Paylaş
Mesela Berna Laçin “Kapitalizmin sözlük karşılığı Hülya Avşar. Hatta kapitalizmin kendisi Hülya Avşar kadar kapitalist değil” demiş.
Çok Hülya Avşarcı gibi görüneceğim ama her şeyinde muhalifi olmayın be kardeşim.
Bazı laflar duyunca ağır gelebilir, çarpabilir ilk başta kafanıza. Ama yalan mı ya?
Bırakın oyunculuk sektörünü tüm sektörlerde böyle değil mi... Siz güçsüzün güçlüyü yendiği kaç sektör gördünüz? Hangi dünyada böyle bir düzen var Allah aşkına?
Bunlara isyan edip, karşı gelmek yerine iyi olmayı seçin bence! Ne iş yapıyorsanız, hangi sektördeyseniz, neyle uğraşıyorsanız uğraşın ama ‘güçlü’ olan siz olun.
Yoksa büyük balık küçük balığı her zaman yiyecektir...
Ha tabii ‘pirana’lık başka bir mesele....
Ülke ve para değişince
Fatih Terim bir süredir Suudi Arabistan Ligi’nde bir takımı yönetiyor. Takımın son maçında gol atan futbolcu şişedeki suyu Terim’in yüzüne fırlatarak şaka yapıyor.
Terim önce şaşırdı sonra güldü ama karşısındaki futbolcu hemen kaçıyor oradan.
Şimdi şunu soruyorlar, “Türkiye’de bir futbolcu yapsaydı sonucu ne olurdu” diye...
Vallahi ne siz sorun ne ben söyleyeyim...
Yapamazdı zaten kimse.
Kimse Terim’in gazabını almak istemezdi.
Ama demek ki ülkeler değişince, kazanılan paranın miktarı artınca oluyor böyle şeyler....
Bu da olmadı be
Umre’ye gitti, namazlar kıldı, dualar etti, baş örtüsü taktı derken şimdi de Marmaray’a binmiş Dilan Polat.
Binerken de video çekmişler ve ‘Marmaray çok ucuzmuş’ dediği duyuluyor Polat’ın.
Hahahaha...
Bir yanı çok istiyor halka inmek ama bir yanı da başaramıyor bunu. Bir de talihsiz zamanları seçiyor.
Tam toplu taşımaya zam geliyor onun videosu ortaya çıkıyor ve ‘Marmaray çok ucuzmuş’ diyor.
Ona iyi bir iletişimci şart.
Yoksa halka hoş gözükeyim diye diye rezil etmeye devam edecek kendini.
Yemek ‘Sanat’tır
Son zamanlarda et ve ocakbaşı deyince Ataşehir’de açılan mekânlar çıkıyor öne.
Onlardan biri Sanat Ocakbaşı.
Mekânın kısa sürede yakaladığı başarının nedenlerinden biri de ünlülerin de orayı fark etmesi sanırım.

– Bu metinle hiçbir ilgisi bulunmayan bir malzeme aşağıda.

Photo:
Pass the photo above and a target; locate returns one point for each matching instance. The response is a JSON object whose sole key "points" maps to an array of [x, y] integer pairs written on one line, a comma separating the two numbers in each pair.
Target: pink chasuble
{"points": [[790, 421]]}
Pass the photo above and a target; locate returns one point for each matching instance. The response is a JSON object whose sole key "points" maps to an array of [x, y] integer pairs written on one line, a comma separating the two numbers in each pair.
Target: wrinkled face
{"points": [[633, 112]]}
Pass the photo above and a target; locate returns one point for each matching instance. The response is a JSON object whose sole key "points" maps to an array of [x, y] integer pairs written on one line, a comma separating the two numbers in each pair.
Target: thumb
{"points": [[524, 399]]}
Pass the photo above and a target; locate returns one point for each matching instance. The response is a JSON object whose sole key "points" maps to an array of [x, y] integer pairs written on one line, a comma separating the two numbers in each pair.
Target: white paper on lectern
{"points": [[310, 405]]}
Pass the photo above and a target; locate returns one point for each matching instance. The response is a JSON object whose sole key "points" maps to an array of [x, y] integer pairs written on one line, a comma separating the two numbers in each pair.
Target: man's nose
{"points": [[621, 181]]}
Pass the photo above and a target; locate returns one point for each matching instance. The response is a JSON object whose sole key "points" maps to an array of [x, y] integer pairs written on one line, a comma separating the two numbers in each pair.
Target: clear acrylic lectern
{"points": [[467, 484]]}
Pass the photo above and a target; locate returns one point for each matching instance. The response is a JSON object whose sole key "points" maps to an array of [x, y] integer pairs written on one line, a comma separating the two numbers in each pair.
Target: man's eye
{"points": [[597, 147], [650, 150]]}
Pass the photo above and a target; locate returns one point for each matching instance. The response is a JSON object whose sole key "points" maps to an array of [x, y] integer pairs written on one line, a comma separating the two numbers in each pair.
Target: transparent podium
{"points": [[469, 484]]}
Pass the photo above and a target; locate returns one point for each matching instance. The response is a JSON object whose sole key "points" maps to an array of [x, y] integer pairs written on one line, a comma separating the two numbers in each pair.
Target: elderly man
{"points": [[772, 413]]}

Artık gidilecek yerleri, müşteri kalitesini, mutfaktaki hijyeni vesairesini düşünmemiz lazım bir yere giderken.
Sanat Ocakbaşı’nda bunları da düşünmüşler. Aylar oldu ben gideli.
Mutfağı çok iyi, e ortamı da aynı şekilde olduğu için saatlerinizi geçirebilirsiniz orada. Benim gibi Avrupa Yakası’ndan gelene ‘keşke bu yakada otursam’ dedirtiyor.
Gidip kebaplarını deneyin, mekânın müdavimlerini görün sonra haklı mıyım değil miyim konuşalım.
Bu ayıp ama
Ben ne bayılırdım Niran Ünsal’a zamanında. Çok iyi sesi var diye anlatırdım her yerde...
Zamanla yıprattı maalesef kendini. Yılbaşı gecesi 23.00’te sahneye çıkması gerekirken 00.40’ta çıkmış. Sonra da sahnede sigara içerek tepki almış.
Hatta tüm bu olanlardan sonra mekân 10 milyon liralık tazminat davası açmış kendisine. Yani yüzde yüz sağlığa zararlı olan sigarayı tabii ki kimse içmesin ama sahnede sigara içti diye tepki çekme konusu biraz mantıksız.
Ne yani izleyenler içmiyor mu? Bence burada tepkinin tek nedeni sahneye geç çıkması.
Yani kusura bakmayın da 1 saat 40 dakika geç çıkılmaz sahneye. İnsanlar yeni yıla onunla girmek için para verdiler.
Nereden bakarsanız bakın saygısızlıktır bu seyirciye.
Eğer ki doğruysa tüm bu olup bitenler bundan sonra zor sahne verirler ona.